On Tue, Mar 25, 2014 at 2:00 PM, Brian Crowell <brian@fluggo.com> wrote:
Hello, it's me, a Postgres n00b again. I'm dealing with a query that scans a rather large table (94,000,000 tuples or so) and just picks out certain rows and sums them:
select dci.snapshot_time as "time", round(sum(dci.todays_pl)::numeric,0) as pl from dbo._pl_data_cache_intraday dci where dci.snapshot_time between '2014-03-25 11:32:40.004552-05'::timestamptz and '2014-03-25 12:02:40.015177-05'::timestamptz and dci.symbol in (select sec.symbol from dbo.security_underliers sec where sec.ultimate_underlier = 'SPY') and dci.manager = 'BJC' and dci.account in (select account from pl2.visible_accounts where is_fund) group by dci.snapshot_time order by dci.snapshot_time;
For the most part, Postgres is doing the right thing: snapshot_time is the lead column in all of the table's indexes, so it's able to pick up the source rows fairly quickly in its index scan. It's also enforcing "dci.manager = 'BJC'" in the same scan, and does a Hash Semi Join for "dci.symbol in (...)".

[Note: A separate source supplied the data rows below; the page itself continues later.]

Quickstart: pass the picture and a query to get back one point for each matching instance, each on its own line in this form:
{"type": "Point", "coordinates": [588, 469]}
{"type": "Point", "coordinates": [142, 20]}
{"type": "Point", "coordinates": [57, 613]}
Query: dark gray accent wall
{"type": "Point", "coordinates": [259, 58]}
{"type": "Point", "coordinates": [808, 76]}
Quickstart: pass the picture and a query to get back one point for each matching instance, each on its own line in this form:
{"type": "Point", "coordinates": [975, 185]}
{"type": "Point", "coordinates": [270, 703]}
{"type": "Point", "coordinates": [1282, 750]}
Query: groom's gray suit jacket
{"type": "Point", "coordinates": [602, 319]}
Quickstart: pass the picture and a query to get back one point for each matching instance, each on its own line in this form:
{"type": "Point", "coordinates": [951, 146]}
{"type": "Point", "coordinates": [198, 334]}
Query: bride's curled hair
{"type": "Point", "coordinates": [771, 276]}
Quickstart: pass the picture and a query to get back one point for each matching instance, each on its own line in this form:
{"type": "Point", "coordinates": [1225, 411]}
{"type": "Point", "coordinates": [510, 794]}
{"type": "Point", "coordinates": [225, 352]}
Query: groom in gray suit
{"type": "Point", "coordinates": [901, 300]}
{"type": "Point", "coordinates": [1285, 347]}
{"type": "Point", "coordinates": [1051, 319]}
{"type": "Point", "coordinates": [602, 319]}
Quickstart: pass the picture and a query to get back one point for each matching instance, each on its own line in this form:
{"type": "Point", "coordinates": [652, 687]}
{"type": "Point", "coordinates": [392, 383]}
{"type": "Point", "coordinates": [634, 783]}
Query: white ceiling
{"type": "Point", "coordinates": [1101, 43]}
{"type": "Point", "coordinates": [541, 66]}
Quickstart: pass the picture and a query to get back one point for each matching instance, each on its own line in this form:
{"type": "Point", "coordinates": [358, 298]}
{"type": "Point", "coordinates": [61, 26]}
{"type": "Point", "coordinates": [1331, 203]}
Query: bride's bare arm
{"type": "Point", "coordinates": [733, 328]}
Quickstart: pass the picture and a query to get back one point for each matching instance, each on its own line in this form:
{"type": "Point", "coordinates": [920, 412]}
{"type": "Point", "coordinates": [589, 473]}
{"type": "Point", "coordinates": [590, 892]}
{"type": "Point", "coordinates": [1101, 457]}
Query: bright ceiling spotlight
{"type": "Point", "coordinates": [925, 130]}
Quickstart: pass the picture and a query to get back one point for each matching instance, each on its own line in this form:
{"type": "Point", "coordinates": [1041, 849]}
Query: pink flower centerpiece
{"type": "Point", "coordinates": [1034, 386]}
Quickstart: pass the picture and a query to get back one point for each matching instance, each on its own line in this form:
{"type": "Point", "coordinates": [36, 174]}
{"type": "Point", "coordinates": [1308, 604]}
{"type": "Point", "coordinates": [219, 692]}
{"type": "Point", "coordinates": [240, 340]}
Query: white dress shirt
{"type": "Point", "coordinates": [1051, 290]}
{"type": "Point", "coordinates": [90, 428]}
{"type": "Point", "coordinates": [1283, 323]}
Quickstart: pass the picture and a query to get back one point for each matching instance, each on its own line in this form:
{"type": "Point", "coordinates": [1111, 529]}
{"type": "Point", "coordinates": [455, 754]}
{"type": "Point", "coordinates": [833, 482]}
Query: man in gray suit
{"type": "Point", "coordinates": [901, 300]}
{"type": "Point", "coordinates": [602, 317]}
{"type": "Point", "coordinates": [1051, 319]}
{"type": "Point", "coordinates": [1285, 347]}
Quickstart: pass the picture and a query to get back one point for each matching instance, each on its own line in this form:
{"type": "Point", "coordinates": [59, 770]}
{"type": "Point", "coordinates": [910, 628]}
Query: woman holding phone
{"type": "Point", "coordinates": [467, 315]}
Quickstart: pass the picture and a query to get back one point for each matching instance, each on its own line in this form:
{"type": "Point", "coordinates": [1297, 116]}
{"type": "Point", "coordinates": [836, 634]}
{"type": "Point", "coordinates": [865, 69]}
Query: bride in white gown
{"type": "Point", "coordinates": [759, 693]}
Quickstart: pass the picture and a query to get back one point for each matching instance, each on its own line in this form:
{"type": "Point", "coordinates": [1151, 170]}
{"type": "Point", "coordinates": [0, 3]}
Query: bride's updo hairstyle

The trouble comes when enforcing the "dci.account in (...)" search condition: pl2.visible_accounts is a view that determines which accounts the current user can see, which, depending on who you are, can be several hundred or none at all. Postgres estimates the output of this query as two rows, but in my case, it's actually 240.
Unfortunately, that leads the query planner to try to think a nested loop is cheap enough to enforce this, when actually it's really expensive.
Can you show the explain plan for that? I can't get it to use anything but a hash join for this type of thing even when the estimated rows in the in-list are 2, unless I disable hash joins altogether. So I'm curious how your plan differs from the ones I've dummied up.